Medical personnel who worked to resuscitate Hillard said they were amazed to see him alive, much less up and walking, just 11 days after he went 109 minutes without a heartbeat.
“I’ve been doing this for 16 years,” Hawkins County EMS Supervisor Wayne Elam said. “I’ve never seen anyone survive after something like this.”
Elam, who was among the first emergency personnel to respond to the New Year’s Day call of an unresponsive person, said Hillard was found lying in water in a muddy ravine beside his Bulls Gap property.
Hillard had reportedly told his family he was feeling ill in the days prior to his apparent collapse, the cause of which was undetermined, Elam said.
Because of the inclement weather at the time and the location of the ravine, Elam said a nearby resident, Leonard Eidson, had to use his New Holland tractor to pull the ambulance to and from the exact area where Hillard was located.
Just five minutes after the ambulance was pulled onto the road Hillard went into cardiac arrest and was effectively dead, Elam said.
“We just tried as much as we could in our unit to warm him up and do CPR,” Elam said. “We just tried to get his body temperature up to somewhere near normal.”
It was at that point that members of Elam’s crew, and later a team of three emergency room nurses as Hawkins County Memorial Hospital, began a nearly two-hour session of nonstop CPR in a desperate attempt to save Hillard’s life.
Hawkins County ER nurse Beth Mann, who along with fellow nurses Meredith Broome and Josh Davis took turns performing CPR, said the work was exhausting.
“We did CPR, gave him a lot of medicines to restart his heart, and we used a defibrillator to shock his heart back into rhythm,” Mann said. “That’s what we did for over two hours nonstop.
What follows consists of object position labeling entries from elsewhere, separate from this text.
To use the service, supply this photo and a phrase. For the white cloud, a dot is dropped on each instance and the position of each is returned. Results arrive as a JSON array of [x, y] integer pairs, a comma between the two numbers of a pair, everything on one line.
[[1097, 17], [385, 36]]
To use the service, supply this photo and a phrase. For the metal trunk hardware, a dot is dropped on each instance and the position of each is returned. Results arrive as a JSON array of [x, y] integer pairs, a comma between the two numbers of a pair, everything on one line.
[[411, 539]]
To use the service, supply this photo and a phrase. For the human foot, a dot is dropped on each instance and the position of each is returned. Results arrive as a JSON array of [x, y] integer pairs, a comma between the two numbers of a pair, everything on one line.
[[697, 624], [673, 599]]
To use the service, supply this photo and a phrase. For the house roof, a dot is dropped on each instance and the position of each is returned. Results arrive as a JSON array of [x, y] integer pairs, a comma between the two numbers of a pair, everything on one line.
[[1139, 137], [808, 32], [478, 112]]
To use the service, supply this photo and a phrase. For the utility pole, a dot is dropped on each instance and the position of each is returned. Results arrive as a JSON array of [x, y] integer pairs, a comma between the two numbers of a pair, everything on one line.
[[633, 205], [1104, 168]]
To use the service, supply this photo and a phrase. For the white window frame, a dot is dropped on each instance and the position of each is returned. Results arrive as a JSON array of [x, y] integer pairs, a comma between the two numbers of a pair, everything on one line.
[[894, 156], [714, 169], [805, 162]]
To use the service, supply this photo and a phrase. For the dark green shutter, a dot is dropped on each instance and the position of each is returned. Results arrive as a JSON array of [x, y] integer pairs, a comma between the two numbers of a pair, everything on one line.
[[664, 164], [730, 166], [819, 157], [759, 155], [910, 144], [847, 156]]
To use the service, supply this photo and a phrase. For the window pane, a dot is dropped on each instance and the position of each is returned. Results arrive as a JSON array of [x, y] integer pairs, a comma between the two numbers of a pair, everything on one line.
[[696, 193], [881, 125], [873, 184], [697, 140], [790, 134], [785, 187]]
It was just a constant rotation ... and the rewarming was a constant process.”
Hillard’s heart began to beat again after nearly two hours of work, although he was still in a nonresponsive state, Mann said.
Once he was stabilized in the ER, Hillard was transported to Holston Valley Medical Center in Kingsport for a higher level of care. After nearly four days of treatment in Holston Valley’s intensive care, Hillard finally awoke from his coma.
Guenzel said at one point she wasn’t sure if her son would ever wake up.
“They wouldn’t tell us if he was going to wake up,” Guenzel said. “The whole time I kept saying are we to the point of ‘when’ yet, and they would say ‘No, we’re still at “if”.’ We don’t know how he woke up because he was still sedated. We just walked in one morning and said ‘good morning David’ and he started trying to wake up.”
Mann said she and her fellow nurses were in a state of disbelief when they found out that Hillard had recovered enough to regain consciousness.
“If you had asked me that night, this would not have been the scenario I would have picked,” Mann said. “No way. But this is why we got into nursing. This is our job and to see somebody walk back and know they have so many more years to live, and to think you’re part of the reason why, is overwhelming.”
Hillard is expected to make a full recovery from his ordeal now that he has been discharged from the hospital, although Guenzel said he would still need to undergo dialysis treatment due to damage sustained by his kidneys.
Elam said Hillard was able to get to the point where he can recover because a variety of different factors came together perfectly during the race to keep him alive.
“EMS, the rescue squad, the Bulls Gap Volunteer Fire Department, neighbors, the emergency room staff,” Elam said, “it took all of those people to do this.
“This is just something you don’t see. I’m supervisor over my crew and I’m so impressed with how everybody worked together and coordinated with each other. It just amazes me and everything fell together perfectly.”
Elam said hospital officials were also trying to determine if a record had been set for the longest successful administration of CPR.